Artificial enzymes refer to a class of materials that use highly stable and low-cost alternative materials to imitate the basic functions of natural enzymes. Artificial enzymes that have been discovered so far include cyclodextrins, metal complexes, porphyrins, dendrimers, etc. Artificial enzymes (enzymes) based on nanomaterials have attracted widespread attention in recent years. They not only have similar catalytic functions to natural enzymes but also can overcome the inherent defects of natural enzymes. They have a variety of enzyme-mimetic activities, low cost, and high stability. properties, ease of surface manipulation, and biocompatibility. Nanomaterials that have been found to have enzymatic activity include cerium oxide nanoparticles, iron oxide nanoparticles, copper oxide nanoparticles, etc.

SOD simulation function

Superoxide dismutase (SOD) catalyzes the conversion of superoxide anion (O2-) into hydrogen peroxide (H2O2) and molecular oxygen (O2). Superoxide anion is a type of reactive oxygen species that can cause tissue damage and related inflammatory reactions; SOD has a positive effect on the removal of superoxide anions, but natural SOD has poor stability and high cost.

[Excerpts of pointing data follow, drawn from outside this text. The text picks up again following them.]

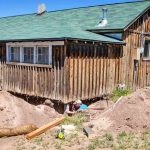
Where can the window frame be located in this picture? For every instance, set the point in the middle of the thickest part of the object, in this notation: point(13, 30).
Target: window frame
point(147, 57)
point(23, 54)
point(10, 54)
point(37, 55)
point(31, 44)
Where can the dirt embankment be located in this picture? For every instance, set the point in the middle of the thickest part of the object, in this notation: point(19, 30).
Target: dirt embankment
point(15, 111)
point(130, 113)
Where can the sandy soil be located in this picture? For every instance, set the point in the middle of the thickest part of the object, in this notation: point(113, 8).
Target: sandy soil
point(15, 111)
point(129, 113)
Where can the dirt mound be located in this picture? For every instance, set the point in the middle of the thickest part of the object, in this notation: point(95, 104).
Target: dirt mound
point(15, 111)
point(130, 113)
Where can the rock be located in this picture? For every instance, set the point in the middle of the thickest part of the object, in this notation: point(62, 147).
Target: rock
point(48, 103)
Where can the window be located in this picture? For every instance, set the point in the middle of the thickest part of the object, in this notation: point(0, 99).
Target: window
point(43, 55)
point(28, 54)
point(15, 54)
point(147, 49)
point(31, 52)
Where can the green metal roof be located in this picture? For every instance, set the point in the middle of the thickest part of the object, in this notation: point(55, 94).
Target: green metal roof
point(70, 23)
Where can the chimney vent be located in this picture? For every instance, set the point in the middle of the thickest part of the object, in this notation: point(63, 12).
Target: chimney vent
point(104, 21)
point(41, 9)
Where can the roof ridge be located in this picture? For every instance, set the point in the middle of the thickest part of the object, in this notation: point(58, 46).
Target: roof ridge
point(82, 7)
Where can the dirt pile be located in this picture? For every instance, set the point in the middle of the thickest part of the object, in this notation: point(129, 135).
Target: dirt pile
point(15, 111)
point(130, 113)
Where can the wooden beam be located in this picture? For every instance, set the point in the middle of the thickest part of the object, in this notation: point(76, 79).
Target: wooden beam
point(44, 128)
point(144, 33)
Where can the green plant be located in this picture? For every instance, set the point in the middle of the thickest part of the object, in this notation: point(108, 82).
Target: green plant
point(77, 120)
point(94, 144)
point(120, 92)
point(108, 137)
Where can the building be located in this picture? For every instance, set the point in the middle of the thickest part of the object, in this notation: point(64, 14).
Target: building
point(78, 53)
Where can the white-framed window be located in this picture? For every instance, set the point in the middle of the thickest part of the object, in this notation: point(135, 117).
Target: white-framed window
point(147, 49)
point(14, 54)
point(28, 55)
point(43, 55)
point(31, 52)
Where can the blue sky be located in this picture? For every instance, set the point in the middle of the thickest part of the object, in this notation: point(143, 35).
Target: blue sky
point(17, 7)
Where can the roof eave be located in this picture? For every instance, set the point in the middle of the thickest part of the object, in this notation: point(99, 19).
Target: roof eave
point(127, 26)
point(61, 39)
point(106, 30)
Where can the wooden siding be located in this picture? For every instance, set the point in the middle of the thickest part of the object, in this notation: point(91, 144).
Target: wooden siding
point(36, 80)
point(140, 77)
point(94, 69)
point(82, 70)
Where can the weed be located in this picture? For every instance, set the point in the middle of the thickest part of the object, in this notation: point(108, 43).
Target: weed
point(94, 144)
point(77, 120)
point(120, 92)
point(108, 137)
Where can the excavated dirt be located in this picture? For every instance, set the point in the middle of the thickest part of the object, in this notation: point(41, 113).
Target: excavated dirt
point(129, 113)
point(15, 111)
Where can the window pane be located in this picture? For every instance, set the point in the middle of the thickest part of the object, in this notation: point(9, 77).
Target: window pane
point(28, 55)
point(147, 49)
point(42, 55)
point(15, 54)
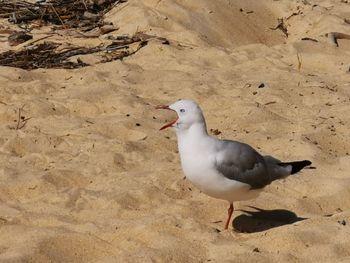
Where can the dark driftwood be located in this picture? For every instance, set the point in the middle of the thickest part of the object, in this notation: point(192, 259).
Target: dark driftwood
point(68, 13)
point(48, 55)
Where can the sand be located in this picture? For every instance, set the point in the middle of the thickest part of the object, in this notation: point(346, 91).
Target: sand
point(89, 178)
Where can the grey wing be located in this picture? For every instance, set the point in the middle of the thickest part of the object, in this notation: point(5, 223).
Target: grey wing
point(240, 162)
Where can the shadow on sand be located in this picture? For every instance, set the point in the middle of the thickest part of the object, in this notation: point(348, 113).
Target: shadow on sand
point(261, 220)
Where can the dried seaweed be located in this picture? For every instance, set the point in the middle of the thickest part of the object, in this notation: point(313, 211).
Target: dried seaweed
point(69, 13)
point(49, 55)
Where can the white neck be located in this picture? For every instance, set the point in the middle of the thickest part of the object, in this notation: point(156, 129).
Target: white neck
point(192, 137)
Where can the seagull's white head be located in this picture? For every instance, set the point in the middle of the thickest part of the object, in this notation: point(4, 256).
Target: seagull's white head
point(188, 114)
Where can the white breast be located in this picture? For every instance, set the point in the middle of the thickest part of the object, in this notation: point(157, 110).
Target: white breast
point(198, 164)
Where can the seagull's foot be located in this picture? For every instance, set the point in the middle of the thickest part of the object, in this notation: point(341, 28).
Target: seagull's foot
point(229, 212)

Cerium oxide nanoparticles can simulate the activity of SOD, and their elimination ability of superoxide anions has also been confirmed by electron paramagnetic resonance (EPR) measurements. The results show that cerium oxide nanoparticles with a higher Ce3+/Ce4+ ratio have better activity, and 3~5nm cerium oxide nanozymes are more active than CuZnSOD natural enzymes [1]. Cerium oxide nanoparticles have been studied to specifically scavenge reactive oxygen species, be anti-inflammatory, and antioxidant, and promote stem cell growth.

anti-inflammatory effect

Studies have shown that cerium oxide nanoparticles are harmless to macrophages and can be internalized by cells. Nanoparticles can reduce the production of reactive oxygen species in cells. Further research showed that nanoparticles can inhibit the production of nitric oxide free radicals, a key substance in inflammation.

Antioxidants

Cerium oxide nanoparticles protected myocardial precursor cells, a promising source of cells for myocardial regeneration, for one week against hydrogen peroxide-induced cytotoxicity. Its protective effect is due to the enzyme's own antioxidant mechanism involved in the Ce3+/Ce4+ redox cycle.